Authentication vendor Entrust Thursday said it acquired antifraud startup Business Signatures in a $55 million cash and stock deal.
Business Signatures develops technology that allows financial institutions to guard against attacks on Web transactions, examining the HTTP data streams and identifying suspicious patterns that could indicate fraudulent activity, said Chris Voice, CTO at Entrust, Addison, Texas.
Entrust plans to weave Business Signatures' antifraud technology into its IdentityGuard authentication platform to offer a solution aimed at helping financial companies comply with the January 1 deadline imposed by the Federal Financial Institutions Examination Council (FFIEC), Voice said.
Financial services organizations are struggling to better protect customers' identities, and their choices today are very limited from a technology perspective, according to Voice.
The addition of Business Signatures will enable Entrust to offer what it calls a 'Zero Touch Fraud Protection' solution, which lets companies add antifraud monitoring without requiring them to open up and modify their back end applications, which is especially important in the finance industry, said Voice.
"The Zero Touch solution passively monitors traffic and can see transfers as they're happening, which enables it to make realtime fraud detection decisions and identify suspicious transactions," said Voice.

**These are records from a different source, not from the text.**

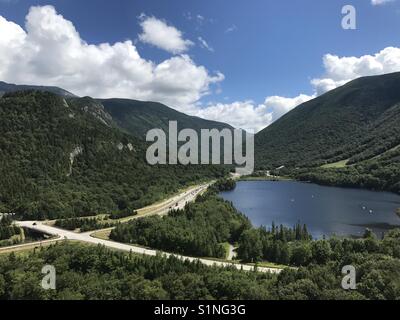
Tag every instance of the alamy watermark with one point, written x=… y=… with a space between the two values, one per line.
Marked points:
x=49 y=280
x=210 y=142
x=349 y=20
x=349 y=280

Voice says Entrust acquired Business Signatures to stay ahead of the technology curve and the trend toward regulatory requirements that require multiple security technologies to protect data. "We believe that ultimately, [companies] are going to be required to integrate fraud detection with multifactor authentication," Voice noted.
Business Signatures, a 40-employee company in Redwood City, Calif., was founded in 2001 by former Oracle, Hewlett Packard and Cisco executives.